The Canadian federal election of 1930 was held on July 28th to elect members of the Canadian House of Commons of the 16th Parliament of Canada.
|Leader||Robert Forke||R.B Bennett||W.L Mackenzie King||J.S Woodsworth||None||N/A||-|
|Leader's Seat||Brandon||Calgary West||Laurier-Outremont||Winnipeg-North Centre||N/A||N/A||-|
|Percentage of the Popular Vote||39.7%||31.1%||12.4%||7.2%||3.7%||5.9%||100%|
|Change in the Percentage of the Popular Vote||+5.4%||+7.4%||-16.8%||+1.8%||+1.6%||+1.6%||-|
Despite increasing their share of the vote, the Progressive Party lost a few seats. Some of the biggest growth came from their ally, the Labour Party, who took advantage of the Liberal's urban vote collapse and doubled their seat count. The two parties decided to hold a join party conference in 1932, and voted to merge the two parties as the Progressive Labour Party. Robert Forke decided not to run for election as the joint leader of the party, and in his place the party elected JS Woodsworth, the leader of what was the Labour Party, as the newly unifed party's leader. Therefore, Woodsworth became the 12th prime minster of Canada.

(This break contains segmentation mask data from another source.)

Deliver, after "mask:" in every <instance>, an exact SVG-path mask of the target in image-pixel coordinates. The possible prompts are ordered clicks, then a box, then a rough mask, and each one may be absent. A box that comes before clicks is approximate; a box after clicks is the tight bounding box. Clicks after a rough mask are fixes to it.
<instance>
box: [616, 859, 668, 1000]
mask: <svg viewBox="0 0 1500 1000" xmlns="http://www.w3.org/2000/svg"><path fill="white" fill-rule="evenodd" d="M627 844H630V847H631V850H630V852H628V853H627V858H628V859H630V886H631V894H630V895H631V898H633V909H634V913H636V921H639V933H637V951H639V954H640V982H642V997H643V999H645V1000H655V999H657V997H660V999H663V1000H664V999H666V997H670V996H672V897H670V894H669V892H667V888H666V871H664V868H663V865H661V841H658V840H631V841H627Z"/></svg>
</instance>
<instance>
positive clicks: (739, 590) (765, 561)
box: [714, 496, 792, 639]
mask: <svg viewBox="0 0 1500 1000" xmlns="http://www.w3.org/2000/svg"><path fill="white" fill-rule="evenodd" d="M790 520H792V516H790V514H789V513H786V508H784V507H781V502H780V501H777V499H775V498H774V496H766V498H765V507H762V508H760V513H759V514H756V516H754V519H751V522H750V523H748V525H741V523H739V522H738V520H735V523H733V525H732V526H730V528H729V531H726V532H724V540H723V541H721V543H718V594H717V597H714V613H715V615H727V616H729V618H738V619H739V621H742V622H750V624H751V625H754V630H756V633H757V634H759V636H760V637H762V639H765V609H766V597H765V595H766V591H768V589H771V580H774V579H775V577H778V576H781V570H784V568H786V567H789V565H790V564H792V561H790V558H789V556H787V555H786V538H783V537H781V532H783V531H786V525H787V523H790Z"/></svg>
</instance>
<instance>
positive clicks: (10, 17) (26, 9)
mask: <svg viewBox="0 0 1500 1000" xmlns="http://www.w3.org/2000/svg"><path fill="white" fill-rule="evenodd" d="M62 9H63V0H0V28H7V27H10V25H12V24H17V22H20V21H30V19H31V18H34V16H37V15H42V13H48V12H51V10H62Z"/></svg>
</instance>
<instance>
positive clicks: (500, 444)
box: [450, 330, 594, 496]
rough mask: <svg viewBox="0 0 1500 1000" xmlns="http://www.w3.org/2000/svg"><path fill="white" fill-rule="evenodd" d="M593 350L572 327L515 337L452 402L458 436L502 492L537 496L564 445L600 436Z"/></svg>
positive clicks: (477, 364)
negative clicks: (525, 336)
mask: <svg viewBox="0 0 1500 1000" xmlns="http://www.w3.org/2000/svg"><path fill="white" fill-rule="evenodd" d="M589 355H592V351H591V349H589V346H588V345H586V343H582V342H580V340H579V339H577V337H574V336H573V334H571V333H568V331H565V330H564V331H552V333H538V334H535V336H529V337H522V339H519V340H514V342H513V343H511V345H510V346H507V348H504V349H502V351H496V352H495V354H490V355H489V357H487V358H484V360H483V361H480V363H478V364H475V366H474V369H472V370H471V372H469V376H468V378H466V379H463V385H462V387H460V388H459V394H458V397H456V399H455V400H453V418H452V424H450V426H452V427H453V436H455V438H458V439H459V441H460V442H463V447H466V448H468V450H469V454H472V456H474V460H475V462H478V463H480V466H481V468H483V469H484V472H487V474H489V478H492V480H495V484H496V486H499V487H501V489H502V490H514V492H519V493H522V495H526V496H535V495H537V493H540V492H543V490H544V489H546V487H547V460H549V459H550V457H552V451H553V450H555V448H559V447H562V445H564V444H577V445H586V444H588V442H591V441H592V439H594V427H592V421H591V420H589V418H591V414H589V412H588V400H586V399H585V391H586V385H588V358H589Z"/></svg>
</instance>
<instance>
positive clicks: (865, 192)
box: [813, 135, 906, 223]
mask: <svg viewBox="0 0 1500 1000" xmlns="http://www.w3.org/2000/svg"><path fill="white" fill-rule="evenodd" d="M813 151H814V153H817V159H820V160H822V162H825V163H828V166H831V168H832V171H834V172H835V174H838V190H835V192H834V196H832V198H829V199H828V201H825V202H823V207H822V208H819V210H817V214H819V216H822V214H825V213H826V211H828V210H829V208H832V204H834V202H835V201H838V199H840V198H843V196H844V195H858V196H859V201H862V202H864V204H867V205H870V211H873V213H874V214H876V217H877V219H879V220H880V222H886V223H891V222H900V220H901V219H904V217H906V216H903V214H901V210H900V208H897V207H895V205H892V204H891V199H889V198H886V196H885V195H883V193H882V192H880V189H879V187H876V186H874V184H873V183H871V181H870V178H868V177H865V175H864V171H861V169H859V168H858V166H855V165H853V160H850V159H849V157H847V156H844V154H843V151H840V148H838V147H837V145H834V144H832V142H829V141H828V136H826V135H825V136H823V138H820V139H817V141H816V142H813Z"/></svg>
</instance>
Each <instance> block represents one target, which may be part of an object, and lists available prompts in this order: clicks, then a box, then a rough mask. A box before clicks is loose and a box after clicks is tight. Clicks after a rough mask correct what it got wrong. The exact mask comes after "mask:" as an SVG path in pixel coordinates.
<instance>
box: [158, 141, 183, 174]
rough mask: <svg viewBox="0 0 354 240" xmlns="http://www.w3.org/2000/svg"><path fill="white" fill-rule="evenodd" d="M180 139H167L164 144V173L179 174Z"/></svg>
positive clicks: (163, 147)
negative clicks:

The Conservatives, under leader R.B Bennett, improved on their 1925 preformance and once again became official opposition. They were able to eat up much of the non-socialist urban vote from the Liberals.
The 1930 election was a disaster for the Liberals, and they were reduced to third place with an abysmal 12% of the vote. King resigned as leader of the party, and the Liberals were able to convince Adelard Godbout from Quebec to come on as leader.